Some youngsters are so traumatized they can't say their names
TEHERAN / GENEVA, 31 December 2003 – UNICEF relief workers on the ground in Bam say that children who escaped the earthquake are still facing a major struggle to survive.
Thousands of children are without proper clothing and shelter, exposing them to severe cold at night. Cases of diarrhoea are on the rise as children drink dirty water. And the clean-up effort in devastated Bam is kicking up so much dust that children are beginning to suffer from acute respiratory infections. A surveillance system has been set up with the help of the UN to track the spread of illness.
“It’s one thing to have survived the quake itself,” said Carol Bellamy, Executive Director of UNICEF. “The new challenge is ensuring these children survive the cold and illness now stalking them.” Tens of thousands were made homeless and many of them are living wherever they can in Bam on the streets, in tents, many more have left the city with whatever possessions they were able to gather.

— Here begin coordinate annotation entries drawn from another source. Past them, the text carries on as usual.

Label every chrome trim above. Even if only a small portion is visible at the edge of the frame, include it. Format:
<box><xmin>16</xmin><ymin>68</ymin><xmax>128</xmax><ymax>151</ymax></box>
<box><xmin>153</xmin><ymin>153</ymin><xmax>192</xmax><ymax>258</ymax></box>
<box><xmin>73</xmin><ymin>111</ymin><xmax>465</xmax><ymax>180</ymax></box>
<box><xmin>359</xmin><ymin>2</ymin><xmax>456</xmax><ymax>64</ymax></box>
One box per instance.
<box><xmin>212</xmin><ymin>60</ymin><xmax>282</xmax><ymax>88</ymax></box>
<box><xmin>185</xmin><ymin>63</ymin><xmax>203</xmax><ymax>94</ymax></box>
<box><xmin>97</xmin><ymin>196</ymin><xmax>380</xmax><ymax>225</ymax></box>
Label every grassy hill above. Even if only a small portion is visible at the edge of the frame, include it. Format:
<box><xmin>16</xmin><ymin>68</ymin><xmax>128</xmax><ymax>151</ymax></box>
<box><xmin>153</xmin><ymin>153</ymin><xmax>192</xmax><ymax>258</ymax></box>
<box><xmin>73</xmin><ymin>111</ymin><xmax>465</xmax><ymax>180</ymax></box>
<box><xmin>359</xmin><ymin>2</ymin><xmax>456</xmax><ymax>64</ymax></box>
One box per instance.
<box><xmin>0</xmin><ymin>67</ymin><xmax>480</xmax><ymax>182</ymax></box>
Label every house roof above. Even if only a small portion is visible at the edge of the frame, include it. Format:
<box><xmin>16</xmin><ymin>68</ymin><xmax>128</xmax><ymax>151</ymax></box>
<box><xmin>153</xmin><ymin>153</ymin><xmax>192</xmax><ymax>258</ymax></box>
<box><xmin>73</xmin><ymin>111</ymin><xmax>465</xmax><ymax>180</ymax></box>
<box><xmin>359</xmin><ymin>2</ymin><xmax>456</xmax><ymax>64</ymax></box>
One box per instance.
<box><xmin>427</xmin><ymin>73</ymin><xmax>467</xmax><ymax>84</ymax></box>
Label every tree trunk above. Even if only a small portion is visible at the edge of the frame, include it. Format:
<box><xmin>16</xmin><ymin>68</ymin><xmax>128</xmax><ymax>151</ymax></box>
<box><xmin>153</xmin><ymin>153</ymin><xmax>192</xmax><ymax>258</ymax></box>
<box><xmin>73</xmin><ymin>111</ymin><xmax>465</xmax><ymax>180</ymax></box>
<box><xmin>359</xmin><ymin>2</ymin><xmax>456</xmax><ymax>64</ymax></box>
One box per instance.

UNICEF said children under the age of five are the most vulnerable to illness, malnutrition, and cold. “We’re in a race against time to ensure these children and their families get the help they need to survive,” Bellamy said.
In addition to water purification and medical supplies that UNICEF delivered over the weekend, the agency said it was procuring thousands of sets of winter clothing for children for immediate distribution.
UNICEF has issued an emergency funding appeal for just under $1 million to help meet the urgent needs of Bam’s children.
Health Network Destroyed
UNICEF staff on the ground said that Bam’s two hospitals and all of its 23 health centres were destroyed in the quake, making recovery all the more difficult for the survivors. At least two-thirds of the town’s health workers were killed, according to health authorities.
In addition to the threats to child survival, UNICEF said it shared the government’s concern for those traumatized by the quake, especially children. UNICEF relief workers said some children they encountered were too traumatized to say their names or identify their parents.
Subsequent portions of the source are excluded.